What I and other ace's get tired of is everyone else. Our society is extremely sexualized. You all are obsessed with it. It's everywhere. It's how most products are advertised. Sex sells. Isn't that the saying? Just watch any commercial or print ad. How are they selling the product? Wear this, buy this, drive this, eat this and whatever sexual orientation you're into will fall at your feet. Even products that don't push sex down our throats are still advocating or insinuating generally the heteronormative sexual lifestyle. And by that I mean, if it isn't selling you sex, it is selling you a sexual partner, marriage, a family with kids. If you're renting or buying a place to live and you're single, it is presumed it's a bachelor pad, temporary, until you meet your significant other.
You know what we really hate? The "Oh you just haven't met the right person yet". Pity. We hate pity. So sorry you're still single. Please. You have no idea how happy I am that I don't have to deal with any of that shit. You all are like, oh my god, I'm so sorry, you haven't had sex in how many days? Uh, try decades. I love the fact that I don't have to share a bed. I love that I don't have to depend on or be depended on for any type of sexual or romantic adoration, need, or desire.
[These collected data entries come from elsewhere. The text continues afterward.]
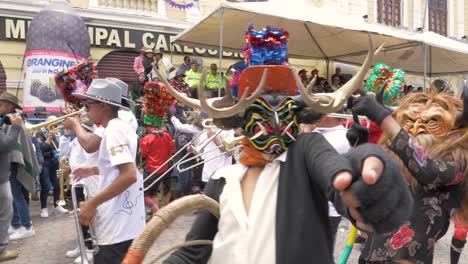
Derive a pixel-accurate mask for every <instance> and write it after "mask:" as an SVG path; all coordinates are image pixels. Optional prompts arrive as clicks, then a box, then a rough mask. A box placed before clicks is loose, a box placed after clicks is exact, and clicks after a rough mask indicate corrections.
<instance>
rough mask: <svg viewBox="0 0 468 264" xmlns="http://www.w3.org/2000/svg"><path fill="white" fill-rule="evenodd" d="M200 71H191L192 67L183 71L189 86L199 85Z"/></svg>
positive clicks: (200, 76)
mask: <svg viewBox="0 0 468 264" xmlns="http://www.w3.org/2000/svg"><path fill="white" fill-rule="evenodd" d="M200 79H201V72H196V71H193V70H192V69H190V70H188V71H186V72H185V79H184V80H185V82H186V83H187V84H188V86H189V87H190V88H195V87H198V86H199V85H200Z"/></svg>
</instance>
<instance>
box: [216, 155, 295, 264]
mask: <svg viewBox="0 0 468 264" xmlns="http://www.w3.org/2000/svg"><path fill="white" fill-rule="evenodd" d="M286 158H287V152H283V153H282V154H281V155H280V156H279V157H277V158H276V159H274V160H273V161H272V162H270V163H267V164H266V165H265V167H264V169H263V170H262V172H261V173H260V175H259V176H258V181H257V184H256V185H255V190H254V192H253V193H252V200H251V202H250V209H249V213H248V214H247V213H246V211H245V206H244V203H243V200H242V187H241V182H242V178H243V177H244V175H245V173H246V171H247V169H248V167H247V166H244V165H242V164H235V165H230V166H226V167H224V168H221V169H219V170H218V171H217V172H216V173H215V174H214V175H213V179H219V178H221V177H222V178H224V179H226V184H225V185H224V189H223V192H222V193H221V195H220V196H219V208H220V212H221V217H220V218H219V222H218V233H216V236H215V237H214V239H213V251H212V253H211V258H210V260H209V261H208V263H210V264H211V263H223V264H237V263H242V264H257V263H275V262H276V254H275V252H276V250H281V249H276V232H274V231H273V232H272V230H275V227H276V206H277V202H278V180H279V173H280V169H281V168H280V166H281V163H284V162H285V161H286Z"/></svg>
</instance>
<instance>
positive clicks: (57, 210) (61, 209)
mask: <svg viewBox="0 0 468 264" xmlns="http://www.w3.org/2000/svg"><path fill="white" fill-rule="evenodd" d="M54 211H55V212H56V213H57V214H64V213H67V212H68V210H67V209H65V208H63V207H62V206H60V205H59V206H57V207H55V208H54Z"/></svg>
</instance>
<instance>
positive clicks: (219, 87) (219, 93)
mask: <svg viewBox="0 0 468 264" xmlns="http://www.w3.org/2000/svg"><path fill="white" fill-rule="evenodd" d="M219 23H220V28H219V70H218V71H219V83H218V97H221V86H222V84H223V76H222V74H221V69H222V68H223V67H221V64H222V63H223V34H224V8H221V17H220V19H219Z"/></svg>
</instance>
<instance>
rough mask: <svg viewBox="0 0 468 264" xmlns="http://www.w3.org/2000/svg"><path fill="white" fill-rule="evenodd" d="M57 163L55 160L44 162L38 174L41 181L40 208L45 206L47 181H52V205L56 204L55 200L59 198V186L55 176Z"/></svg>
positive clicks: (45, 207) (54, 204)
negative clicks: (53, 197)
mask: <svg viewBox="0 0 468 264" xmlns="http://www.w3.org/2000/svg"><path fill="white" fill-rule="evenodd" d="M57 170H58V165H57V164H56V163H55V162H50V163H48V164H46V163H44V165H43V167H42V172H41V174H40V176H39V182H40V183H41V209H44V208H47V196H48V195H49V183H52V188H54V207H55V206H57V201H58V200H59V198H60V186H59V180H58V177H57Z"/></svg>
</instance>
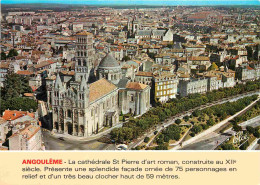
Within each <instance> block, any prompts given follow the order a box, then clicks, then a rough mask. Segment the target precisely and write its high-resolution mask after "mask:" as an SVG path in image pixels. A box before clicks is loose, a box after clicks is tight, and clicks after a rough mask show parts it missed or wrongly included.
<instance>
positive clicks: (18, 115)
mask: <svg viewBox="0 0 260 185" xmlns="http://www.w3.org/2000/svg"><path fill="white" fill-rule="evenodd" d="M25 115H28V116H30V117H32V118H34V113H29V112H27V111H17V110H5V111H4V114H3V118H4V119H5V120H16V119H17V118H20V117H22V116H25Z"/></svg>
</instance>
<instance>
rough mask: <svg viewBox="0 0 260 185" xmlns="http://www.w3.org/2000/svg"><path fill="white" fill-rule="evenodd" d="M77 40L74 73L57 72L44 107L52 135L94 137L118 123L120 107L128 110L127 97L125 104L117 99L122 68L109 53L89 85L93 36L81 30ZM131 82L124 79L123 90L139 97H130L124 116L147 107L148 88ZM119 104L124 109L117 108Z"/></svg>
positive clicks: (145, 86)
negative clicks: (130, 98) (124, 80)
mask: <svg viewBox="0 0 260 185" xmlns="http://www.w3.org/2000/svg"><path fill="white" fill-rule="evenodd" d="M76 39H77V40H76V56H75V59H76V63H75V73H74V75H70V76H69V75H60V74H59V73H57V75H56V79H55V80H54V79H53V83H52V85H48V84H47V104H48V105H50V107H51V109H52V118H53V130H54V132H58V133H64V134H70V135H74V136H82V137H88V136H90V135H93V134H97V133H98V132H99V130H100V129H101V128H103V127H105V126H107V127H112V126H114V125H116V124H118V123H119V115H120V114H121V112H122V110H120V107H127V106H126V105H125V104H127V102H128V99H127V98H128V97H126V98H125V99H124V101H123V100H122V98H119V96H120V93H119V90H120V88H119V86H118V84H122V83H120V81H122V73H121V66H120V64H119V63H118V61H116V59H115V58H114V57H113V56H112V55H111V54H110V53H108V54H107V55H106V56H105V57H104V58H103V59H102V60H101V62H100V63H99V65H98V67H97V70H96V78H97V80H96V81H95V82H93V83H90V81H89V79H90V76H91V75H93V71H94V61H95V58H94V56H95V49H94V48H93V35H92V34H91V33H88V32H85V31H84V32H81V33H78V34H77V35H76ZM46 83H47V82H46ZM131 83H133V82H130V80H126V83H125V85H124V88H123V89H124V91H128V90H129V92H136V93H135V94H136V95H138V97H137V96H136V97H135V94H134V93H132V94H131V100H132V101H131V102H132V103H131V104H133V105H131V107H130V108H127V110H124V113H128V112H131V113H132V111H133V110H136V111H135V113H136V114H141V113H144V112H145V111H147V110H148V109H149V107H150V100H149V96H148V94H149V93H150V87H149V86H147V85H142V86H139V85H135V86H133V84H131ZM121 86H122V85H121ZM121 86H120V87H121ZM128 87H131V88H128ZM136 87H138V88H136ZM140 87H142V88H140ZM121 89H122V87H121ZM141 94H144V96H143V97H145V98H143V101H140V96H141ZM129 96H130V95H129ZM135 99H136V101H135ZM119 100H121V101H120V102H119ZM137 100H138V101H137ZM121 102H122V103H124V106H122V105H121V106H120V104H122V103H121ZM135 102H136V103H135ZM144 102H146V103H144ZM141 104H142V105H141ZM124 109H126V108H124Z"/></svg>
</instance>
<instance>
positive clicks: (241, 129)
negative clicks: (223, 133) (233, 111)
mask: <svg viewBox="0 0 260 185" xmlns="http://www.w3.org/2000/svg"><path fill="white" fill-rule="evenodd" d="M233 130H234V131H235V132H239V131H242V127H241V126H239V125H238V124H236V123H235V124H233Z"/></svg>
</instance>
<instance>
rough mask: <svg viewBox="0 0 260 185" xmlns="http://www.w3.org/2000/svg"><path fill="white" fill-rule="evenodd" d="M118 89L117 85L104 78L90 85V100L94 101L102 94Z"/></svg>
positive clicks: (108, 92)
mask: <svg viewBox="0 0 260 185" xmlns="http://www.w3.org/2000/svg"><path fill="white" fill-rule="evenodd" d="M115 89H117V87H116V86H115V85H114V84H112V83H111V82H109V81H107V80H106V79H104V78H102V79H100V80H98V81H96V82H94V83H92V84H90V86H89V101H90V102H93V101H95V100H97V99H99V98H101V97H102V96H104V95H106V94H108V93H110V92H111V91H113V90H115Z"/></svg>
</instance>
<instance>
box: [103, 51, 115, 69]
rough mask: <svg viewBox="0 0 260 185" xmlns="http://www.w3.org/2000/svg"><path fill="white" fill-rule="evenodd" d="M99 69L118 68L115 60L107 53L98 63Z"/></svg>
mask: <svg viewBox="0 0 260 185" xmlns="http://www.w3.org/2000/svg"><path fill="white" fill-rule="evenodd" d="M99 67H102V68H104V67H119V64H118V62H117V61H116V59H115V58H114V57H113V56H112V55H111V54H110V53H109V54H107V55H106V56H105V57H104V58H103V59H102V60H101V62H100V64H99Z"/></svg>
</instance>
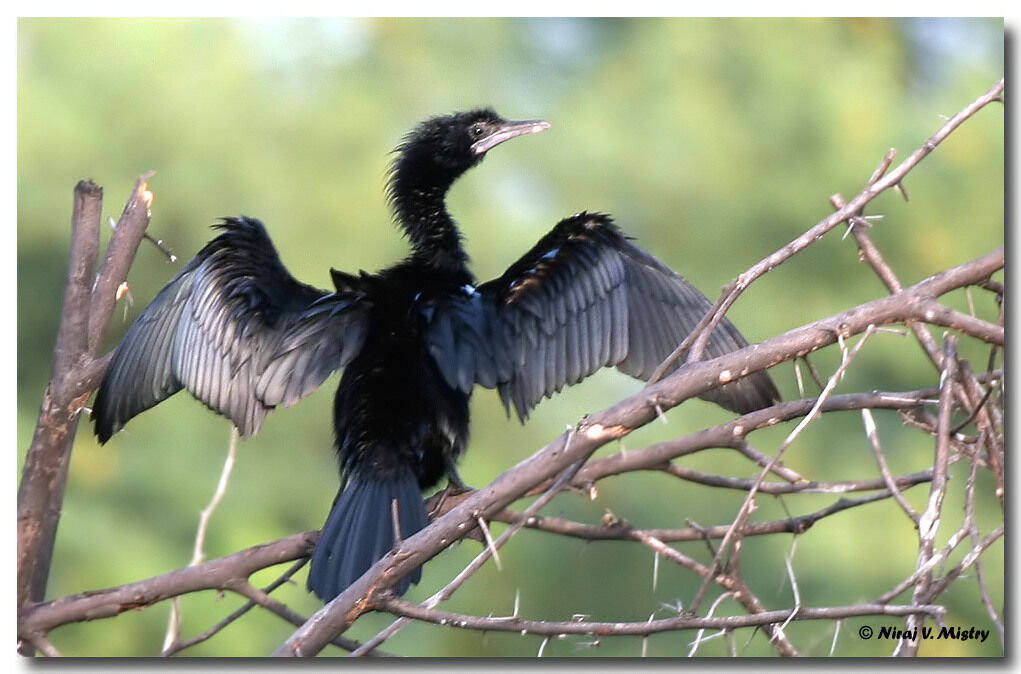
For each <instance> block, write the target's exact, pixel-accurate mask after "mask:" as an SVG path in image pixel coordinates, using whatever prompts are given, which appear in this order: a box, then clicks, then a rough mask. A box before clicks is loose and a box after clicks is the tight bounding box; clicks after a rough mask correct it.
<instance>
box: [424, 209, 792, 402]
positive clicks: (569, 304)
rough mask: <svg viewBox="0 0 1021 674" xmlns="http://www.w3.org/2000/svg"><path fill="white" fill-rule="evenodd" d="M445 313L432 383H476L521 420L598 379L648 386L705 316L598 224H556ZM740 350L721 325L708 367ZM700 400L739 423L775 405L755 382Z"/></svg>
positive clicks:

But sex is everywhere in our culture. 99.9% of TV, movies, and even literature is sexual. If the two lead characters aren't together it's either because there is some sort of angst or they have other partners. All the supporting characters have partners or desire partners. If they are single, it's not because they are ace, it's because they have some sort of "flaw" that prevents them from having a sexual partner. I always found it so alien to me why characters were hooking up when they do in media. Why are they having sex right now? I don't get it. They haven't even solved the murder yet. They just met like 20 minutes ago! Now I get that it's just how you 99% think all the time. Do you not find it exhausting thinking about sex all the time? I mean, give it a rest.
I'm happy that I am single. My life is fulfilled. I am a complete human. I never understood the "not a full person without your other half" thing. Like I'm somehow not a fully fleshed person unless I have a sexual or romantic partner. Screw that.
Now don't get me wrong, I can and do enjoy tv, movies, and books with sex and romance. It's been streamed into my eye holes forever. That is again 99% of all media. I mean seriously, how many books have you read or shows have you watched that had an ace lead character? Hell even an ace secondary character? I'll wait...
And before you ask me way to personal questions and you're actually interested in what I just said. Start here:
Then we can have some conversations.
Last thing, the "A" in LGBTQIA doesn't stand for "ally". It stands for me.
So this socially awkward, middle aged, crazy cat lady is trying to wear her scarlet letter with Pride. Step one: step out of the closet and say hello.